Created attachment 1309070 [details] Logs after increasing heap size Description of problem: A dedicated cluster customer reported seeing "An error occurred getting metrics" message in their OpenShift console. I looked at the logs for the hawkular-metrics pod and saw numerous instances of the message: 11:40:06,667 ERROR [org.jboss.resteasy.resteasy_jaxrs.i18n] (default task-161) RESTEASY002020: Unhandled asynchronous exception, sending back 500: org.jboss.resteasy.spi.UnhandledException: RESTEASY003770: Response is committed, can't handle exception See attached logs for full traceback and related Cassandra/Heapster logs Version-Release number of selected component (if applicable): oc v3.4.1.18 kubernetes v1.4.0+776c994
It looks like the problem here is that we are overloading the system currently and it can't keep up with the requests.
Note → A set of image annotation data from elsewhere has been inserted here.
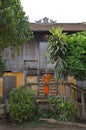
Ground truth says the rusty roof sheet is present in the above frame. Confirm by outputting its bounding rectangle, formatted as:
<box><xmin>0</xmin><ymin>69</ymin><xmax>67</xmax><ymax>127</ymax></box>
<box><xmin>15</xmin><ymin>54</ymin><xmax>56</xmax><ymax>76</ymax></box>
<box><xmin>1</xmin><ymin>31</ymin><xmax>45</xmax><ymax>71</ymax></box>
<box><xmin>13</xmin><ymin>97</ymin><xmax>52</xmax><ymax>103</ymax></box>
<box><xmin>30</xmin><ymin>23</ymin><xmax>86</xmax><ymax>32</ymax></box>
Has anyone tried to scale up the number of Cassandra instances to 2? The Hawkular Metrics instance can also be scaled to 2 as well. Note: for Cassandra, you cannot just scale up its RC, you need to either set the deployer parameter for the number of Cassandra nodes (eg CASSANDRA_NODES) or use the template to deploy another instance. To use the template (assuming you are using persistent volume and want a 100Gi persistent volume) you can run the following: $ oc process hawkular-cassandra-node-pv \ -v IMAGE_VERSION=3.4.1 \ -v PV_SIZE=100Gi \ -v NODE=2" If you are not using a persistent volume, then the name of the template is just 'hawkular-cassandra-node-emptydir' and you don't need to set a PV_SIZE option. Attaching the output of 'oc get pods -o yaml -n openshift-infra' is also usually a required attachment for metric bugzillas.
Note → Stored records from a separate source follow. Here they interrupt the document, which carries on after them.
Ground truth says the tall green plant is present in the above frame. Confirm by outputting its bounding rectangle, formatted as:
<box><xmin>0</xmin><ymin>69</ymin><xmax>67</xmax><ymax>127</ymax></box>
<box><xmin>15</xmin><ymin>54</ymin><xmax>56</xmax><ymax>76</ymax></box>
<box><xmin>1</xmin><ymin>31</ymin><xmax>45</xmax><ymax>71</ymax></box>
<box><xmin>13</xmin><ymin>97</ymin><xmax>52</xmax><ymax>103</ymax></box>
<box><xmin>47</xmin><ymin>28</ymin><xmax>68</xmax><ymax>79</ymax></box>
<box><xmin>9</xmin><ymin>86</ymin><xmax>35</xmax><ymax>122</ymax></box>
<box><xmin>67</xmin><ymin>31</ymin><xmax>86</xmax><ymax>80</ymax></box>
As suggested, customer has changed the setup to 2 cassandra instances and 2 container for hawkular. Attached the output of "oc get pods -o yaml -n openshift-infra". But in the log of the first hawkular container they see the following Error again: 05:58:13,317 ERROR [org.jboss.resteasy.resteasy_jaxrs.i18n] (default task-205) RESTEASY002020: Unhandled asynchronous exception, sending back 500: org.jboss.resteasy.spi.UnhandledException: RESTEASY003770: Response is committed, can't handle exception
Can you udpate this BZ once images including HWKMETRICS-733 are available? I see ticket is resolved but I don't know whether it is already publicly released.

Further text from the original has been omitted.